Thinking on this from very long time ADC USB3 based acquisition board, perhaps RF (or rather 5 - 8MHz bandwidth 8 bit acquisition i.e. 16MHz sampling rate plus additional digital channel for head servo plus 2 audio 20kHz 16 bit channels for classic linear audio) all signal simultaneously sampled thus perfect synchronization provided. Core signal processing based around GNU Radio
Last edited by pandy; 25th Dec 2018 at 10:50.
Most of the this goes over my head, but the company in the OP's first link seems to be focused on selling their proprietary hardware (internal and external) with the only internal modification being to the video output stage with an internal board. Interestingly, at least that I could fine, there's no videos or even screencaps that compare their product's output to a conventional one.
From my layman's minimal understanding, what's being discussed is practical theory of what could be done. Could anyone address what they think is being done in the link given in the OP's first post https://www.cube-tec.com/en/solutions/video/quadriga-video/quadriga-video-rf/analog, which consists of replacement of an internal board and output to a proprietary digitizer:
"Simple but efficient
In order to modify simply open your machine and remove the DEC-42 board, if you are modifying a recorder. This is not needed for playback. In pure player devices the slot next to the DM-56 board will be already empty.
The DM-56 board has to be taken out and modified.
You only have to solder the supplied cables onto the Y/C demodulator board in order to directly tap the off-tape RF signals.
The next step is to open the back of the machine and solder the second set of supplied cables to two existing BNC connectors. For example, two of the composite outputs may be used to serve as outputs for the direct RF read out after modification.
Place the modified Y/C demodulator in its allocated space.
Than connect the QUADRIGAēVideo RF Amplifier board and place it in the free slot next to the DM-56 board.
Now your device is ready to be connected to the external QUADRIGAēVideo RF Digitizer. You are now able to digitize with 14 bit for a maximum of signal quality."
As has been stated, "Many professional players already have RF outputs for dubbing", so how is is different or superior?
Well for one thing, I don't think the Betacam BVW series has a stock RF output. Their custom board must provide some signal conditioning and then gets jury-rigged to a couple of BNC outputs.

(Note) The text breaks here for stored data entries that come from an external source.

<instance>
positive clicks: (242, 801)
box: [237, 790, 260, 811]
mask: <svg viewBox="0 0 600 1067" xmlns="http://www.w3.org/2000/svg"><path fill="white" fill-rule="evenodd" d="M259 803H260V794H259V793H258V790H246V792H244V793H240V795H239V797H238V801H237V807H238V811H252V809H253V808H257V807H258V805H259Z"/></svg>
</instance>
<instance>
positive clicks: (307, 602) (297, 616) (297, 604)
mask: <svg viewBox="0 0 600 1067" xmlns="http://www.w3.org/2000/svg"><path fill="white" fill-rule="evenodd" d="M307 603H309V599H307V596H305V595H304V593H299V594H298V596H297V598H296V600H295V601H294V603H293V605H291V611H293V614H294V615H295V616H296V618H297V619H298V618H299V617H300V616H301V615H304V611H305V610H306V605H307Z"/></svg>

Yes, for helical scan my thought was signal acquisition right off the drum head leads. I imagine that in addition to the software challenge of reconstructing image information (which my instinct tells me is solvable) the other challenge is having a shielded path to the aquisition system. Does anyone know what voltage/current levels are found coming right off the head?
A few mV into a high impedance, that's why the head amplifier is screened and fitted close to the head itself. It's to minimize noise pick-up and raise the video 'RF' level before it gets lost in the background. Using DSP techniques to process the head signal isn't new but substituting digital for analog circuitry doesn't fix the underlying problems of timing and frequency response because the same head mechanism, which accounts for almost all the signal degradation, still has to be used. There is some merit in performing timebase correction on the signal before it has gone through the normal VCR electronics instead of on the processed output but to be honest I doubt most people would notice the difference.
BA7252S datasheet describe head signal level at around 0.15 to 0.6mV i.e. 150 to 600uV - not so bad (usually MC pickup or tape audio magnetic head signal is bellow single uV around few hundred nV), gain is around 55dB i.e. few hundred (up to 1000) times - no problem for modern OPAMP's. But there is no need to build amplifier if VCR's amp can be used nicely so ADC must be able to deal with signals around 200mV and bandwidth maximum 10MHz - easy.
Checking datasheet seem in modern VCR's signal was sampled anyway - they began to use CCD as analog memory thus moving signal processing toward digital domain as another level of evolution. And looking on some problems with SECAM and uncommon video standards quite justified (not economically).
Last edited by pandy; 26th Dec 2018 at 05:57.